OK. I'll remind you: That was a month ago. And at the time, confident headlines explained that the stock's collapse was because of new disclosures, which explained that Truth Social was a bad, money-losing business.

Those explanations made no sense: Earlier public filings had already made it abundantly clear that Truth Social is a bad business.

But that story did set up a useful pattern over the next few weeks: Trump Media shares would plummet again, and then explainers would explain that there was a new reason for the fall. The company was offering more shares for sale. Or Trump's hush money payment trial had begun.

So how do we explain that over the course of the past two weeks, Trump Media shares had doubled again? Or that after that bull run, the shares are collapsing again on Wednesday?

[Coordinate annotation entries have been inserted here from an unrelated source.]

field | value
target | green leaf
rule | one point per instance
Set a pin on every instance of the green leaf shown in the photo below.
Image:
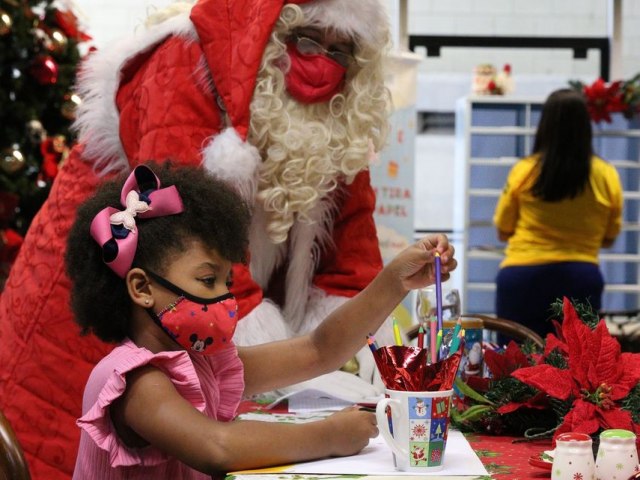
(467, 391)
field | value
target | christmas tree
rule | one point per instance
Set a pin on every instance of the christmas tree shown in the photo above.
(39, 56)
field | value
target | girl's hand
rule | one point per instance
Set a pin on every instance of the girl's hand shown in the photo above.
(350, 430)
(415, 265)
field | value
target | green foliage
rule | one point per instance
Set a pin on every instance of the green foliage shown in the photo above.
(632, 403)
(584, 310)
(39, 56)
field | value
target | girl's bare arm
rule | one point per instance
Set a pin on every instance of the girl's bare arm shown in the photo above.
(159, 415)
(344, 331)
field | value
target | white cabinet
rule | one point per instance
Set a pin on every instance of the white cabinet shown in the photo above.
(492, 133)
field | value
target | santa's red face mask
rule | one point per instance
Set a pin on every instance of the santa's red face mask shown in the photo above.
(313, 78)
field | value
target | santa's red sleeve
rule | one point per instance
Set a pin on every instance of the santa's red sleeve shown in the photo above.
(355, 257)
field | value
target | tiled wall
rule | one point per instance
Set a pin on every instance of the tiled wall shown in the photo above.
(109, 19)
(577, 18)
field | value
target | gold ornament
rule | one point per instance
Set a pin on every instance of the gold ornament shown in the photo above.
(12, 159)
(70, 105)
(5, 23)
(57, 41)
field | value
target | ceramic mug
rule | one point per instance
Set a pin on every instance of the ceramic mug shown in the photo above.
(573, 457)
(415, 426)
(617, 457)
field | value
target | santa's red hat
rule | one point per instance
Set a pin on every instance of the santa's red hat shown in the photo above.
(234, 35)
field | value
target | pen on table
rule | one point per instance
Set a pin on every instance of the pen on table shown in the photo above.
(439, 289)
(432, 337)
(445, 345)
(456, 341)
(372, 346)
(396, 332)
(456, 335)
(420, 337)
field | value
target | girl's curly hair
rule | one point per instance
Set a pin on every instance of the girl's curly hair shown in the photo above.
(213, 214)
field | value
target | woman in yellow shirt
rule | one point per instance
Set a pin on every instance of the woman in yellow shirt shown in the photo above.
(558, 208)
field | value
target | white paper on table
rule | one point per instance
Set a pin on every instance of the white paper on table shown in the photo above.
(312, 400)
(377, 459)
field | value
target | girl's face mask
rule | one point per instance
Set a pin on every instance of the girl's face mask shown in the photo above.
(201, 325)
(313, 78)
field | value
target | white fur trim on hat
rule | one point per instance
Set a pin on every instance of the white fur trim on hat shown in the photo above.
(99, 79)
(364, 20)
(263, 324)
(233, 161)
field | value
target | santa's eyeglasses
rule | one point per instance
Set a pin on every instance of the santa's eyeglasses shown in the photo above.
(307, 46)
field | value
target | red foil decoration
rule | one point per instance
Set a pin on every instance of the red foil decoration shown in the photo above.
(405, 368)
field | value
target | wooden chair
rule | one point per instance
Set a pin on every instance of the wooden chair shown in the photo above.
(12, 463)
(508, 328)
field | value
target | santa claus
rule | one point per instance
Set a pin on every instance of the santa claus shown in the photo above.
(283, 99)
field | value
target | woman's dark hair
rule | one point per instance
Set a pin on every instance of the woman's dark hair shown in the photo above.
(563, 141)
(213, 214)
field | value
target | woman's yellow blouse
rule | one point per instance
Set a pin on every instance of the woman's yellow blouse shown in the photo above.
(571, 230)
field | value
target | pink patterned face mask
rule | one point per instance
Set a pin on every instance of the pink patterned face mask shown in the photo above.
(201, 325)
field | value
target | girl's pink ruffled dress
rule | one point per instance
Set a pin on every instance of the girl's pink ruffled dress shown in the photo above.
(211, 383)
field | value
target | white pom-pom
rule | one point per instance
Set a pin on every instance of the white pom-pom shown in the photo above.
(234, 161)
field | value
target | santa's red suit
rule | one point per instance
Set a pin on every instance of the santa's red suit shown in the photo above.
(147, 100)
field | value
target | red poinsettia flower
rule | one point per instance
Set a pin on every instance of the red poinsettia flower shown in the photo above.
(603, 100)
(598, 377)
(503, 365)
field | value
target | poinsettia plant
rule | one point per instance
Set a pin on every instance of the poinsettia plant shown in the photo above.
(621, 96)
(581, 382)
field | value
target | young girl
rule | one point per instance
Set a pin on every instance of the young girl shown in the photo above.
(149, 264)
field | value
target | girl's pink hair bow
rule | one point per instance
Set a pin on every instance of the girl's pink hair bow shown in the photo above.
(119, 243)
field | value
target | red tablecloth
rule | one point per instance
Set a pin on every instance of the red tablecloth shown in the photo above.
(506, 460)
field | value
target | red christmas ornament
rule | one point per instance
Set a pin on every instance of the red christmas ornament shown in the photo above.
(68, 22)
(45, 70)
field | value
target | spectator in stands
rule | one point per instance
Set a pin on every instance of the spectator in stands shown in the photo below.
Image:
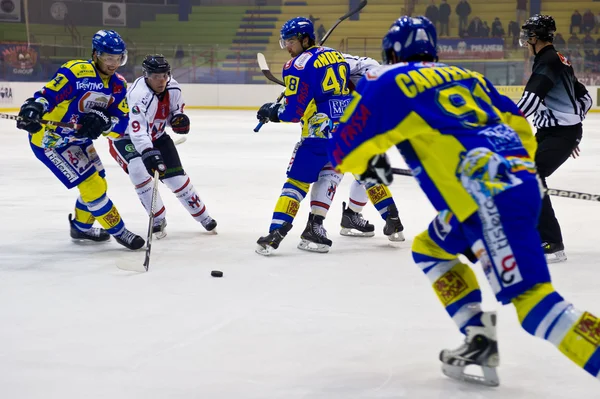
(444, 16)
(588, 42)
(320, 33)
(497, 29)
(573, 42)
(559, 41)
(514, 30)
(475, 28)
(588, 21)
(179, 55)
(432, 13)
(485, 31)
(521, 11)
(575, 21)
(463, 10)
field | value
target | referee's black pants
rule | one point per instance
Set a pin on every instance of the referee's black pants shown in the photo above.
(555, 145)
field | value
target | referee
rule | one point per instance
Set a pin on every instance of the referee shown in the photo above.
(559, 104)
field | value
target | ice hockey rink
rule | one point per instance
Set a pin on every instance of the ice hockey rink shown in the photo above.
(359, 322)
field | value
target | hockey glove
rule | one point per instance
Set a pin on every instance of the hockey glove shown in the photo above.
(180, 123)
(94, 123)
(31, 112)
(379, 171)
(153, 161)
(269, 112)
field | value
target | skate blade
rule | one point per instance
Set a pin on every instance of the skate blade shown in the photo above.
(129, 266)
(489, 378)
(264, 251)
(356, 233)
(556, 257)
(159, 235)
(396, 237)
(313, 247)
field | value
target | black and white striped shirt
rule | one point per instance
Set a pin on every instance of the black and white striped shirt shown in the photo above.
(553, 93)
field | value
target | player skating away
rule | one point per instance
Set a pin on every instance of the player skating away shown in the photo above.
(471, 151)
(559, 103)
(156, 103)
(92, 94)
(316, 95)
(353, 224)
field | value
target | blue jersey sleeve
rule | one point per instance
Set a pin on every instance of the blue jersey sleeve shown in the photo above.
(62, 87)
(298, 91)
(119, 109)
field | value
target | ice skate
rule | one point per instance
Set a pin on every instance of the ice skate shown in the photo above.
(95, 234)
(210, 224)
(554, 252)
(354, 225)
(314, 237)
(479, 349)
(130, 240)
(159, 228)
(393, 226)
(270, 242)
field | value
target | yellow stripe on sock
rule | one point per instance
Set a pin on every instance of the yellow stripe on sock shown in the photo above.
(582, 340)
(527, 301)
(378, 193)
(424, 245)
(455, 284)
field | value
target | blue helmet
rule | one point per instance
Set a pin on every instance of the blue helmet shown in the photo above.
(109, 42)
(409, 37)
(296, 28)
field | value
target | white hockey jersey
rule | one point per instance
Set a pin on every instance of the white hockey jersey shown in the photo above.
(359, 66)
(148, 114)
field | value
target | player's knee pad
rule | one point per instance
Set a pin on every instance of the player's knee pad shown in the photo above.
(538, 307)
(92, 188)
(138, 174)
(425, 247)
(177, 183)
(323, 191)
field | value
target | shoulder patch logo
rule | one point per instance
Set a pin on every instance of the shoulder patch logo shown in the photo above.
(301, 60)
(563, 59)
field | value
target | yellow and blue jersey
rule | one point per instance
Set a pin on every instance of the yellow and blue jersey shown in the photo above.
(438, 116)
(74, 90)
(316, 92)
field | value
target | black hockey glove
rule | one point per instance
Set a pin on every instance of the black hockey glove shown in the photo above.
(31, 112)
(180, 123)
(268, 112)
(153, 161)
(94, 123)
(379, 171)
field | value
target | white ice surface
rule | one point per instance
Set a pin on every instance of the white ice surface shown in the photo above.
(359, 322)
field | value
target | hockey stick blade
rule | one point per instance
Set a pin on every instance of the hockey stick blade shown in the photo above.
(74, 126)
(264, 67)
(144, 267)
(549, 191)
(350, 13)
(180, 140)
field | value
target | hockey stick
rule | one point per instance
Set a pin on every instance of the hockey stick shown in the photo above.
(264, 67)
(74, 126)
(180, 140)
(144, 268)
(548, 191)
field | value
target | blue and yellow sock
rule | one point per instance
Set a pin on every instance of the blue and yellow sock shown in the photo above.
(288, 204)
(545, 314)
(454, 282)
(381, 197)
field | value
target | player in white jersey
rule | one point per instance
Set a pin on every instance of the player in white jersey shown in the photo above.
(155, 102)
(353, 224)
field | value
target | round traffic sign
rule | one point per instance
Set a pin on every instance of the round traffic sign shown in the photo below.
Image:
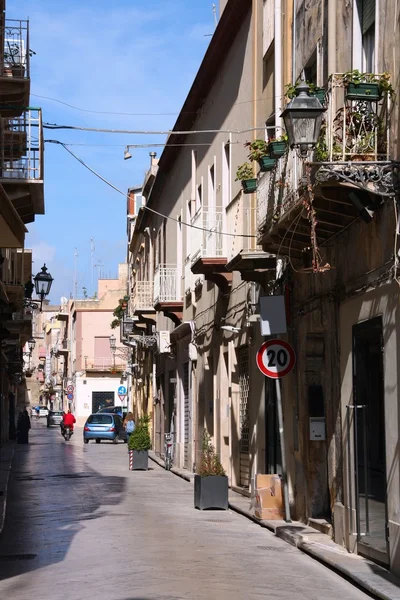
(276, 358)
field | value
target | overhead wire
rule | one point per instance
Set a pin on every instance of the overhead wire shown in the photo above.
(82, 162)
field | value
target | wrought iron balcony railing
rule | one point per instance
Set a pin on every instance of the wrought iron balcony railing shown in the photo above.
(15, 52)
(206, 241)
(21, 147)
(353, 148)
(142, 296)
(167, 286)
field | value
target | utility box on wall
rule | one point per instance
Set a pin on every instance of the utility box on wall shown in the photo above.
(317, 429)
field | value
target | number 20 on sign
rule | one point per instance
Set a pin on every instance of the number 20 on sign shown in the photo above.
(276, 358)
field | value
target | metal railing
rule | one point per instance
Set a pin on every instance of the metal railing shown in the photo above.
(240, 221)
(166, 284)
(12, 268)
(21, 146)
(15, 52)
(206, 241)
(354, 135)
(142, 295)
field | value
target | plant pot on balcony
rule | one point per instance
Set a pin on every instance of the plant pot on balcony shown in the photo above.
(363, 91)
(276, 149)
(267, 163)
(249, 185)
(211, 492)
(320, 94)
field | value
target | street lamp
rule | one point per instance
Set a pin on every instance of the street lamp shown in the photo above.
(303, 120)
(43, 281)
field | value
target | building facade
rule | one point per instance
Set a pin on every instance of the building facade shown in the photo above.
(320, 230)
(21, 198)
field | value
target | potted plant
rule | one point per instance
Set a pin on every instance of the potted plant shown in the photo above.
(277, 146)
(245, 175)
(366, 86)
(258, 150)
(139, 445)
(211, 482)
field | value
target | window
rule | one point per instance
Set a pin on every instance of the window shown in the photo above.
(211, 188)
(226, 174)
(199, 197)
(364, 35)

People get paid to explain this stuff, even if they don't really know, so they're trying: Maybe Trump's criminal trial is good for Truth Social since it draws attention to the fact that he posts on it a lot? Or maybe the shares went up because of the company's cynical campaign to blame the stock drop on evil stock manipulators who are shorting the stock — even though Trump Media shares are difficult and expensive to short?

It's kind of exhausting, really. Which is why people are barely trying to explain the most recent collapse: CNBC notes that the company just disclosed that Trump himself will get more Trump shares, but … eh. That doesn't even count as a half-hearted explanation.

OK. My turn. Here is the reason that Trump shares collapse, or rally, or collapse again: There is no underlying reason.

By any objective measure, Trump Media is barely a company, and would be worth at best a tiny fraction of the billions the market assigns it on any given day. But Trump Media is a meme stock, and as such it can gyrate wildly based on … vibes? Or mojo? Or, in some cases, the misplaced faith that some of its retail investors have in Donald Trump, the person?

We do know that over the long haul, meme stocks seem to de-memeify themselves, and their frothy shares eventually end up reflecting something closer to reality. (See, for instance, the multi-year performance of pandemic favorites like GameStop, Bed Bath and Beyond, and AMC.)

But in the near term, on any given day, you'd be very hard-pressed to find a rational reason for their market moves. It's like Jon Stewart trying to explain how the Knicks blew game five against the Sixers.

So go ahead and bet on, or against Trump Media — on any given day, you could be right? But don't delude yourself that you're doing anything other than putting your money on a roulette wheel.